Nous, Les Peuples

 

Un petit peuple libre est plus grand qu’un peuple grand peuple esclave.
Victor Hugo

Ils pensent que je suis bête, que l’on peut me flouer, me manipuler, me faire peur et me faire marcher à la baguette. C’est vrai que j’ai une capacite de résistance et d’endurance qui va jusqu’a dépasser l’entendement. Malheureusement pour eux, ils n’ont toujours pas compris que je peux tout supporter, en gardant dans mon coeur l’espérance de jours meilleurs, puis un jour, j’explose, et ils se retrouvent désemparés. Comment, se demandent-ils, oui, comment est-il possible que ces veaux (j ai ete taxé de nombreux epithètes plus ou moins glorieux à travers les âges) restent endormis des decennies durant, puis se réveillent et crient comme mille sirenes hurlantes?

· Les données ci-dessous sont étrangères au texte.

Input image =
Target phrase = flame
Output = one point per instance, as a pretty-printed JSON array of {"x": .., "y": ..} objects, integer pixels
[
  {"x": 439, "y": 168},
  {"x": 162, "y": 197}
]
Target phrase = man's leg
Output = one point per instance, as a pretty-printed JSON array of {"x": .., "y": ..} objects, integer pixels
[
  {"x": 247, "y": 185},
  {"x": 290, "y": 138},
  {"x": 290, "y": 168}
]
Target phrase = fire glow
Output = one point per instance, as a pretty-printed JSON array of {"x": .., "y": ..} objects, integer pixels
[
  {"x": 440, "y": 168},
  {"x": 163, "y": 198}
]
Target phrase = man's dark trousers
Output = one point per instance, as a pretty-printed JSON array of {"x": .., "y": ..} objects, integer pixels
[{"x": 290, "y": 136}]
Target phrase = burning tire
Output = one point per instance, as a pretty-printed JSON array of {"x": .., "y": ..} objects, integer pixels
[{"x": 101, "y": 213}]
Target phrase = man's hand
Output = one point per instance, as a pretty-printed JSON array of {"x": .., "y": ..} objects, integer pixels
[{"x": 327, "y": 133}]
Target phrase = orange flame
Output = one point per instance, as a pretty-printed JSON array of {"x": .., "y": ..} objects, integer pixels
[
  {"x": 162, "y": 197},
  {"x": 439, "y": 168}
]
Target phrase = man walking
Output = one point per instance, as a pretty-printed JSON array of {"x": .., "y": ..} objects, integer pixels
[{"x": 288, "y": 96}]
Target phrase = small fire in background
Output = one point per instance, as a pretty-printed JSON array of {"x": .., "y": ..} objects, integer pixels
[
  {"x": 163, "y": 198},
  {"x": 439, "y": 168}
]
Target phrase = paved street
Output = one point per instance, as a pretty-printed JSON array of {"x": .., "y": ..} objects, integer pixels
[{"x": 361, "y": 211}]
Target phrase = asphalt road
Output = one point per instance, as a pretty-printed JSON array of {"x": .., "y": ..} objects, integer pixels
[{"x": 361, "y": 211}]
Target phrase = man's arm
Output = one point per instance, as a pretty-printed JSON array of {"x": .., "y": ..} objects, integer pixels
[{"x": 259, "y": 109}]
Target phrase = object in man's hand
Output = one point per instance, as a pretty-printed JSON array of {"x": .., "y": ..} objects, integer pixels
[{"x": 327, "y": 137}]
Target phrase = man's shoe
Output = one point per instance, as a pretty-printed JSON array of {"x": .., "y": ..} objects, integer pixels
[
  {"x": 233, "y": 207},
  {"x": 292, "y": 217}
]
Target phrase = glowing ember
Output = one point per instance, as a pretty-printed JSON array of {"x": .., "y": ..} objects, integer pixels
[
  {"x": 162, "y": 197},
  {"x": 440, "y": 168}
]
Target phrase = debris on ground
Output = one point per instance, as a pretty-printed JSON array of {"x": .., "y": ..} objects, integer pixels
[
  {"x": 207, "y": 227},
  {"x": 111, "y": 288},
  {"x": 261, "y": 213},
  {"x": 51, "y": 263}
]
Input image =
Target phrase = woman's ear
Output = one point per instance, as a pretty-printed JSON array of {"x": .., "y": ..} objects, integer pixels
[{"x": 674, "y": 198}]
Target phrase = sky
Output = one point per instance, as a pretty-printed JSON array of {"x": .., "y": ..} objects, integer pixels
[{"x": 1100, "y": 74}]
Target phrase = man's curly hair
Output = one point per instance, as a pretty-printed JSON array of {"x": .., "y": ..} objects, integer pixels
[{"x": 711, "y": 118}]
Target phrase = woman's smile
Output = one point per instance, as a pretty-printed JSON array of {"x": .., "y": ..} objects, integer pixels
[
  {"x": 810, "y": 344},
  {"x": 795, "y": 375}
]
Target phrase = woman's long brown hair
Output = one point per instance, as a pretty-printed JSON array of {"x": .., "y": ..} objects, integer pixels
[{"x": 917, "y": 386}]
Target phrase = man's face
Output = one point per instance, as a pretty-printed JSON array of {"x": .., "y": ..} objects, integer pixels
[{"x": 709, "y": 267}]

Alors ils cherchent de coupables, à peu près partout sauf là où ils risquent de les trouver, parce que les seuls coupables, ce sont eux, ils cherchent des coupables et me traitent de traître, me disent que je suis aidé des autres, de l exterieur, d’une entité abstraite qui m’est aussi étrangère que l’air parfumé et poudré de leurs palaces quatre étoiles . D’un seul coup je deviens un espion, un rebelle, l ‘ennemi à abattre. Mais moi, je ne veux que du pain, mes droits et de l’espoir. Je me bats comme une bête enragée si je n ai pas ces choses, parce qu’alors je ne vis plus, et donc je lève mon point et je supporte les balles, les coups et les viols. Je n’ai pas peur, à quoi bon puisqu’en ces minutes je suis immortel, et je me soulève comme une vague, la lame de la marée humaine de justice me porte et m’emmène à la victoire, tandis qu’eux, perplexes, continuent à s’interroger, mais qui les a informé de leurs droits ceux-la, ils n’ont pas compris que moi, je n ai pas besoin qu l’on m’ éduque à la liberté, je n’ai pas besoin qu’un homme vienne m’apprendre la dignité, ces choses-là, je les connais, elles sont inherentes à ma nature, elles font partie de la condition des  femmes et des hommes qui me composent. Je connais mon propre chemin, et je le suis, malgré les coups et les baffes, malgré les déceptions et les mensonges, malgre mes membres qui tombent pour ne plus se relever, heureux dans la joie d’être morts des hommes et des femmes libres. Je garde ma tête haute et mon esprit en ebullition, je suis le peuple, je n’ai ni frontieres ni religion, je suis le même aux quatre coins du globe, Ma patrie est l’humanité, ma mère et ma fille sont révolutions.

Je suis le peuple, immuable et indestructible, la justice est mon drapeau, liberte est mon credo.